熊野古道沿いにオープンした「SEN. RETREAT TAKAHARA」(和歌山県田辺市中辺路町高原で)
熊野古道沿いにオープンした「SEN. RETREAT TAKAHARA」(和歌山県田辺市中辺路町高原で)
 和歌山県田辺市中辺路町高原の熊野古道沿いに、新たな宿泊施設「SEN.RETREAT TAKAHARA(センリトリート タカハラ)」が開業した。ゆくゆくは中辺路町と同市本宮町、新宮市熊野川町の古道近くに計4施設を整備する予定といい、運営会社は「宿不足を解消し、気軽に熊野古道を歩いてもらえるようにしたい」と話している。

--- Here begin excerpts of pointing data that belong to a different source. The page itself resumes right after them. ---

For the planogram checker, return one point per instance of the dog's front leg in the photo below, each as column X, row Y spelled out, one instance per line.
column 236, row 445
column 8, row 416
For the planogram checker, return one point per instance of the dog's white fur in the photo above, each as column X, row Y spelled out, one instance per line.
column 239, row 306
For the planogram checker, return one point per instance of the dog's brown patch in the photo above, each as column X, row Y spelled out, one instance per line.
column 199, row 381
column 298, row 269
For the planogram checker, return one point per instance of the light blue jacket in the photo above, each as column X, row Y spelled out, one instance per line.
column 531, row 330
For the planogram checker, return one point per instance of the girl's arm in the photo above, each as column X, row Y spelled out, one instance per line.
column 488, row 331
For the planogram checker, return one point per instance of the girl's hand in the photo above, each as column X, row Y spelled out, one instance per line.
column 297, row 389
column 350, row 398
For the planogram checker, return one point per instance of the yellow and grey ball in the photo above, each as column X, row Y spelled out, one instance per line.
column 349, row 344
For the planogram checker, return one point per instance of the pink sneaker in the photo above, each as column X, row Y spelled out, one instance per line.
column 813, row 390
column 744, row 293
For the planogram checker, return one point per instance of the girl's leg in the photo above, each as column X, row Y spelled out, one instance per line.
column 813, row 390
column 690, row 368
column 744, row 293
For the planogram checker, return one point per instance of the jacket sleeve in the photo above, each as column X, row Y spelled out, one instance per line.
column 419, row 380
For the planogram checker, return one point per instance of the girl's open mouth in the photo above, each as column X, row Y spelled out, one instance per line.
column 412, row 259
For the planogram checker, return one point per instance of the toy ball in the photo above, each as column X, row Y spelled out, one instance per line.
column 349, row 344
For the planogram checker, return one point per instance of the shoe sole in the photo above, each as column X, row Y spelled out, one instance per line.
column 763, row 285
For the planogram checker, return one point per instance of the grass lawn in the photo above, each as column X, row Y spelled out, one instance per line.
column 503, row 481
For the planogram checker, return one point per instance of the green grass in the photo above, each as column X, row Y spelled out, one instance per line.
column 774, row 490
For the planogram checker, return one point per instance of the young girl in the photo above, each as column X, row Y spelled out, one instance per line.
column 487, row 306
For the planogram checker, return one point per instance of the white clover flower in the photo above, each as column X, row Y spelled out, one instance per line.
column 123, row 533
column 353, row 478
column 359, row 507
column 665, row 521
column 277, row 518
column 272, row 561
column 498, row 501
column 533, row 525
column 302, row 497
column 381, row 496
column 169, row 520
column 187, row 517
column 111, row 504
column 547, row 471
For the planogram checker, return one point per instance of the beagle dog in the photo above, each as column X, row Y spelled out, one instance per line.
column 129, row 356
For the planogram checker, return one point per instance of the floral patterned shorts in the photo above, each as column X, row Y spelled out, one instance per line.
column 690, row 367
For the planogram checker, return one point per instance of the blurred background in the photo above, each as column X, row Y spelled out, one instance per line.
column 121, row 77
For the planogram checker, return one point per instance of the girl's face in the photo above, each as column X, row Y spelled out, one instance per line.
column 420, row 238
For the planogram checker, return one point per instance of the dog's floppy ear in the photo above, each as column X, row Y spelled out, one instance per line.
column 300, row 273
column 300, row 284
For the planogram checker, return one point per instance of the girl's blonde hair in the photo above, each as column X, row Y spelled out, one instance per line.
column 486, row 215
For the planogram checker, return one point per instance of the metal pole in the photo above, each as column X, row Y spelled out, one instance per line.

 施設を運営するのは、不動産開発などを手掛ける「日本ユニスト」(今村亙忠社長、大阪市西区)。同社によると、コロナ禍までは多くの外国人旅行客らが熊野古道を訪れていたが、歩きやすいハイシーズン(春と秋)には満室となる宿泊施設が多く、宿泊先が見つからないと途中で巡礼ができなくなるなどの課題があったという。

 そこで、「コロナ後」を見据えて熊野古道周辺に計四つの宿泊施設を整備し、一括で予約できるシステムの導入を計画。中辺路町高原のほか、2022年9月までに中辺路町近露と本宮町渡瀬、熊野川町西での開業を目指しており、完成すれば各宿に泊まりながら滝尻王子―熊野本宮大社や滝尻王子―熊野那智大社の2ルートを完歩できるようになるという。

 このほど開業した「SEN.RETREAT TAKAHARA」は、空き家となっていた古民家を改装。木造の3棟があり、木のぬくもりを感じられる内装に仕上げている。5室の客室(和室)があり、最大宿泊人数は10人。各部屋に専用のトイレがあり、屋外にもシャワー室を設けるなど、古道客が快適に過ごせるような工夫を凝らしている。

 屋外にはテラスやバーベキューセットがあり、家族やグループでの利用も想定して1棟貸し(3室、1泊4万円から)にも対応している。来年春までは、この1棟貸しのみで運営する。

 今村社長(39)は「空き家対策や地域での雇用創出、連泊することによる地域経済の活性化なども視野に入れた取り組み。四つの施設では、それぞれの地域の特色を感じてもらえるサービスも提供していきたい」と話している。熊野古道への誘客を目指し、大阪市で運営するホテルと連携したプランも検討しているという。